The safety and health of faculty, staff, students, and visitors are of the greatest concern for Salish Kootenai College. Creating and maintaining a safe campus requires the cooperation and support of local law enforcement agencies play a crucial role in achieving this goal.

Although law enforcement authority does not belong to SKC Campus Security, the college has established strong relationships with the tribal police and county sheriff's department. SKC Campus Security works closely with local law enforcement agencies, demonstrating a high degree of cooperation and collaboration.

Despite the absence of a written memorandum of understanding, the college and local law enforcement maintain a positive working relationship. Any incidents that occur on campus are immediately recorded by SKC security, and criminal activity is promptly reported to the tribal police or county sheriff's department for investigation.

SKC Campus Security provides crime deterrence through random patrols and watching for potentially hazardous situations and criminal activity.

SKC Campus Security offers the following:

  • Campus information
  • Jumpstarts
  • Loaner gas can
  • Assistance with after-hour building and office lockouts

Jeanne Clery Disclosure of Campus Security Policy

The Jeanne Clery Disclosure of Campus Security Policy and Campus Crime Statistics Act is the landmark federal law, originally known as the Campus Security Act, that requires colleges and universities across the United States to disclose information about crime on and around their campuses. Because the law is tied to participation in federal student financial aid programs, it applies to most institutions of higher education, both public and private. The U.S. Department of Education enforces it.

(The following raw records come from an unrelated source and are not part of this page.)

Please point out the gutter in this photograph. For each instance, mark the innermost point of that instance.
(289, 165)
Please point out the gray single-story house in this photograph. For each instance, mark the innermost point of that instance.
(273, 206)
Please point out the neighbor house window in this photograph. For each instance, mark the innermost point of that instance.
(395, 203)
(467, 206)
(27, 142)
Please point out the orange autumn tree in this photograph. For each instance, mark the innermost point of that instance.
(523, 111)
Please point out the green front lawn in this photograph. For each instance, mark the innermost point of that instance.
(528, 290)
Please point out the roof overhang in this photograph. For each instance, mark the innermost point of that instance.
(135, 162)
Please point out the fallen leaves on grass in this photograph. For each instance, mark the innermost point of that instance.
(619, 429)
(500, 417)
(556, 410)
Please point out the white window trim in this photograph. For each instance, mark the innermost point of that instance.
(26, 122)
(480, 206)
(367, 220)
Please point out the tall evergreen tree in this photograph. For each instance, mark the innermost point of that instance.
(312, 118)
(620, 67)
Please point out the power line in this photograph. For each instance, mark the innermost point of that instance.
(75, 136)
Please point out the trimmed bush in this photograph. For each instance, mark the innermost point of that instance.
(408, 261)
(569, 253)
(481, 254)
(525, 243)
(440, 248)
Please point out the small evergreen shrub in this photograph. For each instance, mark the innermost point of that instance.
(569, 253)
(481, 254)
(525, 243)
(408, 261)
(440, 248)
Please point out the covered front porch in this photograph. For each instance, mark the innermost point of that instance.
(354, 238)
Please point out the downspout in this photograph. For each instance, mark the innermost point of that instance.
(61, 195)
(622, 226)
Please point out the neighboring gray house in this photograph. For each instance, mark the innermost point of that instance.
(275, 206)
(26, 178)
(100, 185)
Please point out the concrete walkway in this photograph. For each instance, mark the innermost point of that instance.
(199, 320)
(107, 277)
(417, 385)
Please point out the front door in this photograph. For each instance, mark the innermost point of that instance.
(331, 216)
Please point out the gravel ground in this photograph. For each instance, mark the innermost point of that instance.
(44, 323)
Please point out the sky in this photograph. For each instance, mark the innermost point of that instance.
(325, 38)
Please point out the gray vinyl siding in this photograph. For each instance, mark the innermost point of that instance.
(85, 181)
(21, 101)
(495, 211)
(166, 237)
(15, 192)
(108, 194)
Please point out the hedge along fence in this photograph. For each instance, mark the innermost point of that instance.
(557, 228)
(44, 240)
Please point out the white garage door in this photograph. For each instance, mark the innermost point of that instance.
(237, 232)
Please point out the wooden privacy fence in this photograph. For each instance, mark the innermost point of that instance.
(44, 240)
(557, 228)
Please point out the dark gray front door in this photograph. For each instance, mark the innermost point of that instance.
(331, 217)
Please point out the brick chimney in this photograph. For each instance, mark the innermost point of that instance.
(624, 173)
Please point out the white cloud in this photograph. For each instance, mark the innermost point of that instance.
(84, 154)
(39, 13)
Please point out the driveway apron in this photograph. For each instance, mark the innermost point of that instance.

The Clery Act is named in memory of 19-year-old Lehigh University freshman Jeanne Ann Clery who was raped and murdered while asleep in her residence hall room on April 5, 1986.
Jeanne’s parents, Connie and Howard, discovered that students hadn’t been told about 38 violent crimes on the Lehigh campus in the three years before her murder. They joined other campus crime victims and persuaded Congress to enact this law, originally known as the “Crime Awareness and Campus Security Act of 1990.”
The law was amended in 1992 to add a requirement that schools afford the victims of campus sexual assault certain basic rights and was amended again in 1998 to expand the reporting requirements. The 1998 amendments also formally named the law in memory of Jeanne Clery. The law was most recently amended in 2000 to require schools beginning in 2003, to notify the campus community about where public “Megan’s Law” information about registered sex offenders on campus could be obtained.